Does a deep orthography (such as English or French) decrease the collision entropy of a written language? An obvious answer seems to be no, because spelling represents how a word was pronounced centuries ago, and it seems absurd to suggest that the collision entropy of a language always increases. But a glance at the data from my paper seems to suggest that's the case. I don't know if anybody has done an actual study on that.
RE: Names of places in Croatia
I have decided to try to explicitly promote the theories stated in my paper on Linguistics StackExchange. Right now, I have more upvotes than downvotes: https://linguistics.stackexchange.com/q/46552/20821
RE: Names of places in Croatia
I’m trying to decide which is more insipidly dull: this thread, or the one about the Roush-Horowitz Sterility Crouton.

Boru
‘But it does me no injury for my neighbour to say there are twenty gods or no gods. It neither picks my pocket nor breaks my leg.’ - Thomas Jefferson
RE: Names of places in Croatia
Needs more sesame seeds!
  
“If you are the smartest person in the room, then you are in the wrong room.” — Confucius
                                      
RE: Names of places in Croatia
(July 16, 2022 at 3:22 pm)The Grand Nudger Wrote: The place names of croatian toponyms simply don't mean what you think they do.  Linguists have told you this.  Combatants have told you this.  If I had to guess, random motherfuckers in your life have told you this.

Except that people who disagree with me are obviously making ad-hoc hypotheses and talking contradictory things.
My informatics professor Franjo Jović told me, essentially: "I mostly agree with you, however, I don't think it's plausible that up to 1.572 bits per consonant pair of collision entropy goes to morphology ('fleksija'). I think relatively little collision entropy goes to morphology. Thus, I think the p-value of that k-r pattern in Croatian river names is a lot closer to 1/17 than to 1/300.".

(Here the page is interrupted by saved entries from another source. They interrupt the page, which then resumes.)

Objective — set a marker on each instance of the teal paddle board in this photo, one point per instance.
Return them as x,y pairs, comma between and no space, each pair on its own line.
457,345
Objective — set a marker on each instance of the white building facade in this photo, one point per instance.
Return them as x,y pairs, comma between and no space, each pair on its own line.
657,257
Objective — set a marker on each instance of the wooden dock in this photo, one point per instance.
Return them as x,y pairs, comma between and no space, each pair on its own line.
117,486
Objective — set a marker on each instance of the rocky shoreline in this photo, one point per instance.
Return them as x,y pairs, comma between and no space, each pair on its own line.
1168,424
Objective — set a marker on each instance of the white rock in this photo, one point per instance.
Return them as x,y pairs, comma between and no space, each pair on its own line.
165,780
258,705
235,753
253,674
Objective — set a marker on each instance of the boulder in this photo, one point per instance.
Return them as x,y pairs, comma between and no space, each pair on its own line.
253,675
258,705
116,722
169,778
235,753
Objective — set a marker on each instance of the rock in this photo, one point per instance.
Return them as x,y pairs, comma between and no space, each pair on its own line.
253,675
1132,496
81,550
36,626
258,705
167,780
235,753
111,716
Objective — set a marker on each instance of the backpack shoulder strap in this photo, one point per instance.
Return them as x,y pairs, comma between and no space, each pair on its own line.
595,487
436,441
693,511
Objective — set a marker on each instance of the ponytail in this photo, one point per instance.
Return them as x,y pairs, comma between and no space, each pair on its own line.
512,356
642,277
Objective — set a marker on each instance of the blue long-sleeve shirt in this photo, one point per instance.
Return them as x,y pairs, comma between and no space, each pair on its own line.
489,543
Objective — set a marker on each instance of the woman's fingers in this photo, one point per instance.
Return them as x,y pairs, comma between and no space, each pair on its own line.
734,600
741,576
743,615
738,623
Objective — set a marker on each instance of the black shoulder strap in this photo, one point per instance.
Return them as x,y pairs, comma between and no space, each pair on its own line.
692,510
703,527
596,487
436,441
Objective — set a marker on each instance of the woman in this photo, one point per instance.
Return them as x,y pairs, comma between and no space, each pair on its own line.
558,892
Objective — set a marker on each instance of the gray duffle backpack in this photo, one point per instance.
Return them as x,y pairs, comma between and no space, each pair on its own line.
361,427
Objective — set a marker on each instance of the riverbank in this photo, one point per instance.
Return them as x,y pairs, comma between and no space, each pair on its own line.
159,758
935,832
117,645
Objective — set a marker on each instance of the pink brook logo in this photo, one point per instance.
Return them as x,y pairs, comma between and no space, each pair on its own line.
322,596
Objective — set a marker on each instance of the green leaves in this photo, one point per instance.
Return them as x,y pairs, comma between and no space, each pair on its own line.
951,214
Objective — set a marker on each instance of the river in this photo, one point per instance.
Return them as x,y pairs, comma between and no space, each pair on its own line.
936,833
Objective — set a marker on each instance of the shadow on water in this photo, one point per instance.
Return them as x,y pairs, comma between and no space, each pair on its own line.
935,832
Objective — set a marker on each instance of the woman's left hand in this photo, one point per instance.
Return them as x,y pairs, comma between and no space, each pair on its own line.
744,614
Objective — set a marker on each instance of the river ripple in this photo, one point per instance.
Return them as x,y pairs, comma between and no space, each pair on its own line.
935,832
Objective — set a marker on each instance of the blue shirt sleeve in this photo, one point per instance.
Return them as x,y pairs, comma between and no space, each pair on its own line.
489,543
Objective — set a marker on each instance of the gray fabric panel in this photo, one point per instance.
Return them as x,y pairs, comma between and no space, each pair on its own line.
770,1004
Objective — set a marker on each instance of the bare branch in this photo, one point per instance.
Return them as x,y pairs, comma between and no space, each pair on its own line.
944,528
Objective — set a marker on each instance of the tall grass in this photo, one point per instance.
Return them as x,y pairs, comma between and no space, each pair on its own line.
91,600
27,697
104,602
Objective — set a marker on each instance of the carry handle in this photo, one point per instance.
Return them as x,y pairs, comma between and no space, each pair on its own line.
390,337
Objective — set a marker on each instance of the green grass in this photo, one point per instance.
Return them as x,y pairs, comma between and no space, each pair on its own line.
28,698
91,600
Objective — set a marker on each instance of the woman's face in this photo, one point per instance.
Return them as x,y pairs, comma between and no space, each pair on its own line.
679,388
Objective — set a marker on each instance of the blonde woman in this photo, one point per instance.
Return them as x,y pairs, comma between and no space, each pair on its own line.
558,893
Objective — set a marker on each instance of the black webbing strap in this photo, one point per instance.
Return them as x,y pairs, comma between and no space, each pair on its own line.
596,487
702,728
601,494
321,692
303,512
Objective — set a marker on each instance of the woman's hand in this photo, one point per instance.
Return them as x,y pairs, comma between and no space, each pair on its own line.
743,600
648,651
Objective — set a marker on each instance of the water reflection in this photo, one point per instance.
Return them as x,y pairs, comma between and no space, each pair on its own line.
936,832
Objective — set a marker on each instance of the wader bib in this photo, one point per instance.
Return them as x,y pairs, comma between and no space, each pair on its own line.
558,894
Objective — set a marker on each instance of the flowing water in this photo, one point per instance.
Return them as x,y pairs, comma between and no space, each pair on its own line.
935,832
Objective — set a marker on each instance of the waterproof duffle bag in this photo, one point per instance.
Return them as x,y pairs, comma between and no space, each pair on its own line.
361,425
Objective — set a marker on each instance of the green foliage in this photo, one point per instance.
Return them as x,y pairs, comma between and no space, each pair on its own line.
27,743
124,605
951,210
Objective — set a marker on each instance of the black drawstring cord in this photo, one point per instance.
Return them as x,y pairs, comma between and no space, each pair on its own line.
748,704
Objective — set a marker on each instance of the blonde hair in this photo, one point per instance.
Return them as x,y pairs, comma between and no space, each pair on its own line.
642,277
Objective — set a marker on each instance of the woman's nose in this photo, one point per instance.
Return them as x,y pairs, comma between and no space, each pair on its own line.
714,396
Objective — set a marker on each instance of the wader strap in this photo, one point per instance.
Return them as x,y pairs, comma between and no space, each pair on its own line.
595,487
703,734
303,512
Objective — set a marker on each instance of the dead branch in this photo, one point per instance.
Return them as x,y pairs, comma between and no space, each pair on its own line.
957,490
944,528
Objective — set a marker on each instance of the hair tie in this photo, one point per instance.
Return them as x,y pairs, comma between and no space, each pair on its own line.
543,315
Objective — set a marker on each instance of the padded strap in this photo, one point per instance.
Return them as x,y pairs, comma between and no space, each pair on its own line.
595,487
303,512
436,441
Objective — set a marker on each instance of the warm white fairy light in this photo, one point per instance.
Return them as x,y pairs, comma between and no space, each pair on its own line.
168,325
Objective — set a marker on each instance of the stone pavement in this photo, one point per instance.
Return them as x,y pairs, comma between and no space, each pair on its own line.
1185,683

The Reddit user neuralbeans told me: "Maybe the collision entropy of the nouns in the Croatian language is a lot lower than the collision entropy of all the words in the Aspell word-list for the Croatian language. Have you checked that? Toponyms are nouns, and you should be comparing them to other nouns, and not to all the words in the Aspell word-list.".
Those are contradictory things. If my paper were seriously flawed, maybe people who disagree with me would point different things that are wrong with it. But they would not be talking contradictory things. Since they are talking contradictory things, I know my paper is not actually flawed, but that people are making up ad-hoc hypotheses.